‘Unusually well-placed to research and rehearse the story of that terrible event … [Richie] offers a comprehensive narrative of the Polish experience’ Max Hastings, Sunday Times
‘Richie's detailed and sympathetic history … draws heavily on private archives and recounts many unpublished stories. Such survivors' testimony make it the definitive study of the uprising’ Economist
‘Chronicled with astonishing precision by historian and Warsaw resident … this grim and chilling book delivers exhaustive and unforgettable details of this gruesome chapter of World War II’ Publishers Weekly
‘A detailed, if harrowing, narrative history of the rising. Richie has mastered an immense range of material in both German and Polish … There are powerful first person accounts … impressively accomplished in terms of research and narrative … Readers … will gain an understanding of an extraordinary event’ BBC History Magazine
‘Fast-paced narrative history’ Observer
‘Most impressive. She explodes many myths, and is more balanced and judicious than some previous writers in her dissection of the difficult moral and military problems faced by the Poles, by their British allies, and even by the Russians who brought both liberation and a new subjection … Richie brings it magnificently alive’ Rodric Braithwaite, author of ‘Afgansty’

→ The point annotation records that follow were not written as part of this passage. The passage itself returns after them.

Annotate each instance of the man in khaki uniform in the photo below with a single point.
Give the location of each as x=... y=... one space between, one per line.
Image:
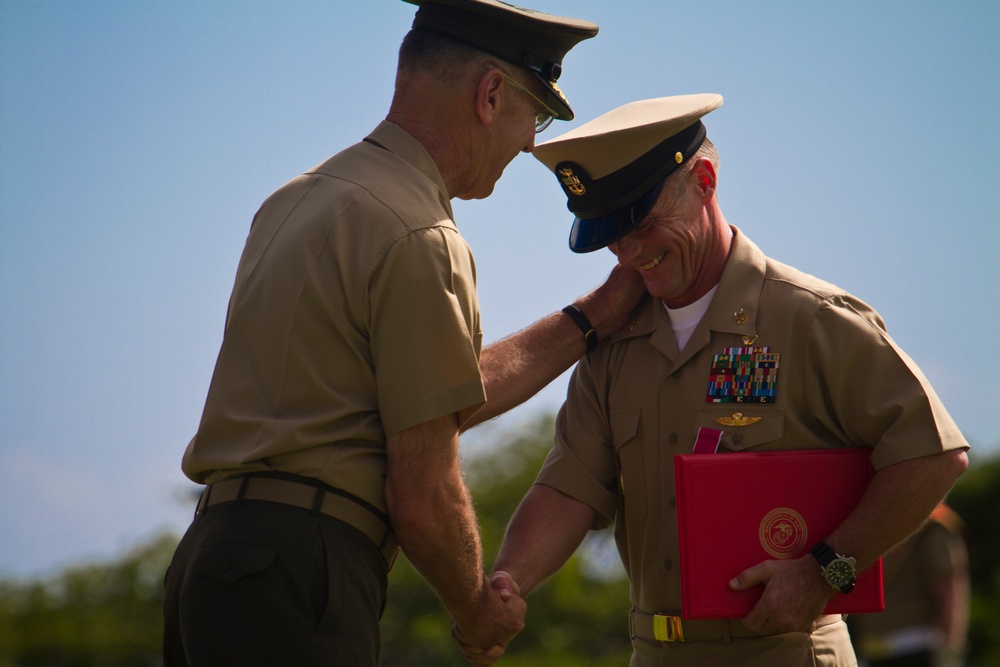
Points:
x=642 y=181
x=351 y=361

‘Must be the most detailed and harrowing account of the uprising staged by the Polish Home Army … ever published, and is likely to be of lasting value to scholars and general readers alike … this extraordinarily detailed account of a two-month bloodbath creates a vast monument to an often neglected event’ TLS
‘A sympathetic portrait of the struggle waged by Polish insurgents and the civilians caught up in it … As a detailed narrative of the brutal crushing of the uprising as seen through civilian eyes … ‘Warsaw 1944’ is an important contribution to a tragic literature’ Wall Street JournalFrom the Publisher:
As Antony Beevor cast new light on the Battle of Stalingrad, Alexandra Richie here unearths the traumatic story of one of the last major battles of World War II, in which the Poles fought off German troops, street by street, for sixty-three days.
The Warsaw Uprising of 1944 was a shocking event in a hideous war. This is the first account to recall the tragedy from both German and Polish perspectives and asks why, when the war was nearly lost, Hitler and Himmler returned to Warsaw bent on murder, deportation, and destruction.

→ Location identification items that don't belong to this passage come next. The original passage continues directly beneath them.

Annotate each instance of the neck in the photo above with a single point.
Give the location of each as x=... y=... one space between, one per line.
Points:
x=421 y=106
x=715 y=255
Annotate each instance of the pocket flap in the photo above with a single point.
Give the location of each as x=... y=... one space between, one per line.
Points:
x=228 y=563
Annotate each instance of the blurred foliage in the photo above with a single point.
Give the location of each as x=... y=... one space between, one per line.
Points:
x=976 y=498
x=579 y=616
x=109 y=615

For the only time in European history a capital was entirely razed. Hundreds were thrown from windows, burned alive, shot and trampled to death. 40,000 were murdered on 5th August – the largest battlefield massacre of the war.

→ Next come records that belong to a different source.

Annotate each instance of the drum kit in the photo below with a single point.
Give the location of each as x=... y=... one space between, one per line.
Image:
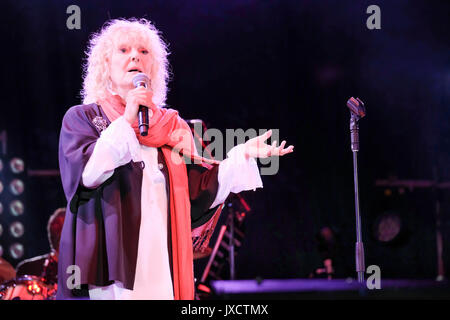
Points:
x=27 y=287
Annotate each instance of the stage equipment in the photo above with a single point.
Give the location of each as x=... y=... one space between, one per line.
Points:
x=27 y=288
x=141 y=80
x=357 y=111
x=437 y=187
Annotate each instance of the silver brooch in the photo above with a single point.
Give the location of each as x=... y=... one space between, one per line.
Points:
x=99 y=123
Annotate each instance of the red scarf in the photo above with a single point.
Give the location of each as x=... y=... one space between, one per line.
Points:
x=172 y=134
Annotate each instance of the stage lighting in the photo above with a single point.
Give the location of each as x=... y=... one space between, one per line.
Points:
x=16 y=207
x=16 y=229
x=17 y=165
x=387 y=227
x=16 y=186
x=16 y=250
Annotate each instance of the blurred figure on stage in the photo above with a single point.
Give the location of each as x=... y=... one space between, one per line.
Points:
x=140 y=204
x=46 y=266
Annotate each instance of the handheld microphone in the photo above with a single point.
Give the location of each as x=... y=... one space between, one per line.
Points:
x=141 y=80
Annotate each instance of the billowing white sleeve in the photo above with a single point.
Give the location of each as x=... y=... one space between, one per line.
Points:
x=116 y=146
x=236 y=174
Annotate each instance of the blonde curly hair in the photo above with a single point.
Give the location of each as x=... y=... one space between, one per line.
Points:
x=96 y=73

Using the vast archive of her combatant father-in-law Wladyslaw Bartoszewski, Alexandra Richie interweaves testimonies from all sides. Charting the crimes of the SS and then their final break-down of morale, ‘Warsaw 1944’ reveals how the Nazis had hoped that Allied divisions over Warsaw would lead to a Third World War, while Stalin’s refusal to help changed the fate of post-war Europe. But above all else ‘Warsaw 1944’ is the story of a city’s unbreakable spirit, in the face of unspeakable barbarism.